È esattamente ciò che è avvenuto in Lombardia. Nel periodo 13 dicembre 2020-13 gennaio 2021, infatti, il Pirellone ha segnalato una percentuale alta (50,3%) di casi senza “stato clinico” ed anche un discreto numero di “guarigioni” senza prima precisarne i sintomi. L’algoritmo dell’Iss (che non aveva previsto l’eventualità) s’è inceppato, ha calcolato l’Rt pari a 1,4 ed ha dato il via alla successiva zona rossa. Metà colpa per uno. Tanto che per aggirare l’ostacolo, dicono dal Pirellone, l’Iss avrebbe chiesto loro di compilare lo “stato clinico” inserendo un’informazione diciamo “a caso”. Non proprio il massimo.

Ora, domanda legittima: come è possibile che un positivo abbia la “data inizio sintomi” se in realtà è asintomatico? Le possibilità sono tre. La prima era stata già immaginata dall'Iss (leggi qui): alcune Regioni utilizzano sistemi informativi per la raccolta dati pre-esistente al Covid, dove è “obbligatorio inserire una data inizio sintomi anche per i casi asintomatici”. L’altra è che i migliaia di medici del territorio compilino male il database regionale: stanchezza, svogliatezza, errori vari. Ci sta. La terza è che grazie ai tamponi rapidi ormai buona parte delle diagnosi nascono in laboratorio (pensate ai drive in), senza il medico a visitare il paziente, dunque è facile che nessuno si prenda la briga di indicare se il soggetto è “paucisintomatico” o “lieve” non avendolo mai visto in faccia. L’Iss sostiene che la Lombardia avrebbe dovuto inviare dati più precisi. Il Pirellone ribadisce che non può certo inventarseli di sana pianta: se i medici non precisano lo “stato clinico” alla fonte, c’è poco da fare. E comunque da maggio scorso comunica la stessa tipologia di dati, benché incompleti.

Milano Lombardia

Alla fine vi chiederete: vuol dire che da un anno stiamo sbagliando tutto? No. Le stime dell’Rt fatte sin qui sono corrette, per quanto naturalmente imprecise, ad esclusione di quella settimana in Lombardia. E come mai nessuno si è accorto prima dell’inghippo? L’errore è emerso solo nell’ultimo periodo per colpa di un cambio nella legge che definisce i “guariti”. Fino al 12 ottobre, prima di mettersi alle spalle il Covid bisognava sottoporsi ad un tampone di controllo.
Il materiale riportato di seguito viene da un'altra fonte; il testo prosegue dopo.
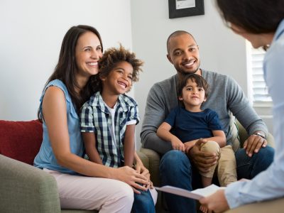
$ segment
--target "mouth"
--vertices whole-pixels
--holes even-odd
[[[118,82],[119,84],[121,85],[124,89],[127,87],[127,84],[123,82]]]
[[[87,62],[87,65],[88,66],[95,67],[97,67],[98,62]]]
[[[190,68],[195,63],[195,62],[196,60],[192,59],[187,61],[186,62],[183,62],[182,65],[187,68]]]

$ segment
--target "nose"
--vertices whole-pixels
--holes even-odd
[[[184,60],[189,60],[192,57],[192,53],[189,51],[186,51],[184,54]]]
[[[92,57],[92,58],[99,60],[99,58],[102,58],[102,53],[98,53],[96,50],[94,50],[92,53],[91,57]]]
[[[193,94],[198,94],[198,89],[192,89],[192,93]]]

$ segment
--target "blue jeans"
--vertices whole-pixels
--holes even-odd
[[[244,149],[236,153],[238,179],[251,179],[265,170],[273,160],[274,149],[271,147],[261,148],[251,158]],[[198,170],[182,152],[172,150],[166,153],[160,163],[161,185],[172,185],[187,190],[202,187]],[[196,202],[192,199],[164,193],[170,212],[196,212]]]
[[[132,206],[133,213],[153,213],[155,204],[149,190],[139,190],[141,194],[134,192],[134,202]]]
Oggi non è più così: trascorsi non molti giorni dal test si può tornare in libertà e questo “accelera” il numero delle guarigioni. Sembra una banalità, e invece incide non poco nel calcolo dell’Rt.



L’Rt si calcola infatti in un intervallo di tempo (nel nostro esempio due settimane) e la cosa importante è mantenere una costanza di identificazione dei casi presi in esame. Fino al 12 ottobre, i pazienti senza “stato clinico” rimanevano “sintomatici” per tutto periodo di studio. Venivano dichiarati guariti dopo 60 giorni? Poco importava: l’analisi era già conclusa e l’Rt non veniva influenzato. Oggi invece, a causa delle nuove norme, accade sovente che all’interno dell’intervallo di tempo di osservazione molti casi senza “stato clinico” guariscano. A quel punto l’Iss li considera “asintomatici” sin dall’inizio, li depenna dall’Rt e ne nasce l’errore descritto poco fa: si crea una variazione che non dipende dal fenomeno, ma dall’algoritmo. Questo produce una sovrastima del dato.

E nel caso lombardo milioni di danni ai commercianti.